2pm - 3pm
Tuesday 26 September 2023
Fine-grained video understanding and generation
CVSSP external seminar with Dr Yansong Tang.
University of Surrey
This event has passed
Teams Meeting ID: 381 426 627 230
Teams Passcode: 74L42K
The talk will address the problems of fine-grained video understanding and generation, which yield more new challenges compared with conventional scenarios and arise wide application value in sport, cooking, entertainment and so on.
The talk will start from our works on instructional video analysis, including the COIN dataset and a new condensed action space learning method for procedure planning in instructional videos. Second, I will introduce an uncertainty-aware score distribution learning method and a group-aware attention method for action quality assessment.
Finally, I will introduce how we leverage multimodal information (e.g., language and music) to enhance the performance of referring segmentation and dance generation.
Yansong Tang is a tenure-track Assistant Professor of Shenzhen International Graduate School, Tsinghua University, China.
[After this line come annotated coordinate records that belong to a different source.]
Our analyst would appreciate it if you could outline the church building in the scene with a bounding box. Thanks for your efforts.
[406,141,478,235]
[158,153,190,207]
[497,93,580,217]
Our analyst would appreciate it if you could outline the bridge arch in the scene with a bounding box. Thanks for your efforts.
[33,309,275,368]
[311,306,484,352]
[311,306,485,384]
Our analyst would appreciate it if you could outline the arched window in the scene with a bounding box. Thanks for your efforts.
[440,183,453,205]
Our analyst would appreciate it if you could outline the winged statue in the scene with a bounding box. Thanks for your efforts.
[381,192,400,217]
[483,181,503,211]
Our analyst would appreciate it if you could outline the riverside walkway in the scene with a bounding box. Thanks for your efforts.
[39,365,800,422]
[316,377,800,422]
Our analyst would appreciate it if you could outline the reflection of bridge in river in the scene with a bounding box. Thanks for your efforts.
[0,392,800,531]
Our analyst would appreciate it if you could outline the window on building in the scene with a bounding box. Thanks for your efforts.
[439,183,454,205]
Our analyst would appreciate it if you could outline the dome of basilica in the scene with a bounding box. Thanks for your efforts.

Before that, he was a postdoctoral researcher of the Department of Engineering Science, University of Oxford.
He received his BS degree and PhD degree with honour at Tsinghua University. He has also spent time as a research assistant at Visual Computing Group of Microsoft Research Asia (MSRA), and VCLA lab of University of California, Los Angeles (UCLA). His research interests lie in computer vision.
Currently, he is working in the fields of video analytics and vision-language understanding, and he has published more than 30 scientific papers on top-tier journals and conferences including TPAMI, CVPR and ICCV. He serves as an area chair of IEEE International Conference on Automatic Face and Gesture Recognition in 2022.